Modal MIC values obtained in the current study of the isolates, which were evaluated previously in vivo in a murine thigh infection model using a humanized dose of cefiderocol (Table S1) (8, 14, 15), were plotted against change in bacterial colony count (i.e., CFU) to determine the correlation between MIC values obtained for each broth source and in vivo efficacy. Changes in CFU were taken from the previous murine thigh infection model studies (8, 14, 15), and the original modal MIC values determined with BD-BBL ID-CAMHB in those experiments were also included in the analysis (8).

RESULTS

Effect of chelation time on cation content of media

The four different broths were treated for 2 or 6 h with Chelex. The 6-h chelation time resulted in a further reduction of iron content in all media, measured by the Visocolor test kit and ICP-MS (Table 1). While a 2-h chelation time was sufficient to lower the iron concentration to <0.03 µg/mL for BD-BBL, BD-Difco, and Merck MHB, the Oxoid MHB required a 6-h chelation time to reduce the iron content to <0.03 µg/mL. Chelation also removed other cations to negligible levels or below the detection limit, such as magnesium, calcium, and zinc, from all the media tested, but the subsequent additions of calcium, magnesium, and zinc corrected for their removal and provided equal concentrations of these cations across all four media (Table 2). Nickel and aluminum concentrations were also reduced by chelation, but potassium concentration was not (Table S2). The effect on other cations, such as chromium, manganese, cobalt, and copper, was difficult to assess as these are only present in trace amounts and close to the limit of detection of the ICP-AES method.

TABLE 1.

Iron cation content before and after adjustment in different brands of Mueller–Hinton broth after 0, 2, and 6 h of chelation, as measured using the Visocolor test kit and inductively coupled plasma mass spectrometry (ICP-MS)^a,b,e

Iron concentration (µg/mL) at baseline and after chelation
			VisoColor			ICP-MS
Broth manufacturer/detailsc			0 h	2 hd	6 hd	0 h	2 hd	6 hd
BD-BBL	MHIIB	Before CA	NA	0.01-0.02	≤0.01	NA	0.038	0.017
Lot no.	0252334	After CA	0.15-0.20	0.02	≤0.01	0.20	0.041	0.017
BD-Difco	MHB	Before CA	0.15-0.20	0.02-0.03	≤0.01	0.18	0.047	0.025
Lot no.	1123327	After CA	NA	0.02-0.03	≤0.01	NA	0.047	0.022
Oxoid	MHB	Before CA	>0.20	0.04-0.05	0.01-0.02	0.42	0.078	0.033
Lot no.	3000775	After CA	NA	0.04-0.05	0.01-0.02	NA	0.079	0.031
Merck	MHB	Before CA	0.10	0.01-0.02	≤0.01	0.16	0.049	0.027
Lot no.	BCCF7733	After CA	NA	0.01-0.02	≤0.01	NA	0.049	0.025

^a Iron concentrations of >0.03 µg/mL are indicated in bold.

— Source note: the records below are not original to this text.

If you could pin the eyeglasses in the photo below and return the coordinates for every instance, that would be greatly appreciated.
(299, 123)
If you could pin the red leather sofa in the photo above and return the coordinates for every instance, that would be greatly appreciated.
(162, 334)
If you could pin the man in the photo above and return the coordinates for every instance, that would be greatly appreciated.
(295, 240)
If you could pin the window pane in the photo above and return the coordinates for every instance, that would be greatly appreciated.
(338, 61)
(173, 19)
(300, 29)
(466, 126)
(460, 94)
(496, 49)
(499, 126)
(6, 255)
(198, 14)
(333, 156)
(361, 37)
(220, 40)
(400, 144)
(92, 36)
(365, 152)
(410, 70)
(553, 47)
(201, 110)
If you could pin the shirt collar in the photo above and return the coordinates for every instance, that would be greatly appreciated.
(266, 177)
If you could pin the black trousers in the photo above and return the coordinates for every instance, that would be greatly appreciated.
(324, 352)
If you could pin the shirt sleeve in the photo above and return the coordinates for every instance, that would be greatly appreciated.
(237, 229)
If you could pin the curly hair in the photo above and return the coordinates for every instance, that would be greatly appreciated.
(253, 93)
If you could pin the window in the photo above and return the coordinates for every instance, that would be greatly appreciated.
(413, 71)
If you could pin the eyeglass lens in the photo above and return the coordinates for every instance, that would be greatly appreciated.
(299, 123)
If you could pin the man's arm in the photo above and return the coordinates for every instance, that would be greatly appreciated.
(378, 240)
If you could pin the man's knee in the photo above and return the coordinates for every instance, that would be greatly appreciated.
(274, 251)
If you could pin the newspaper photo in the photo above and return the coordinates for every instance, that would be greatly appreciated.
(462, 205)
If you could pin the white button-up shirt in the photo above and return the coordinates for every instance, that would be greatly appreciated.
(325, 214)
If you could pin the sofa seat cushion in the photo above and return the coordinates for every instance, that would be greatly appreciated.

^b CA, cation adjustment; MHB, Mueller–Hinton broth; MHIIB, Mueller–Hinton II broth; NA, not applicable.

^c Each cation-adjusted Mueller–Hinton broth (CAMHB) or iron-depleted CAMHB (ID-CAMHB) was prepared from MHB or MHIIB from four different manufacturers: BD-BBL, BD-Difco, Oxoid, Merck.

^d ID-CAMHB was treated with Chelex for 2 or 6 h, followed by cation (magnesium, calcium, and zinc) adjustment.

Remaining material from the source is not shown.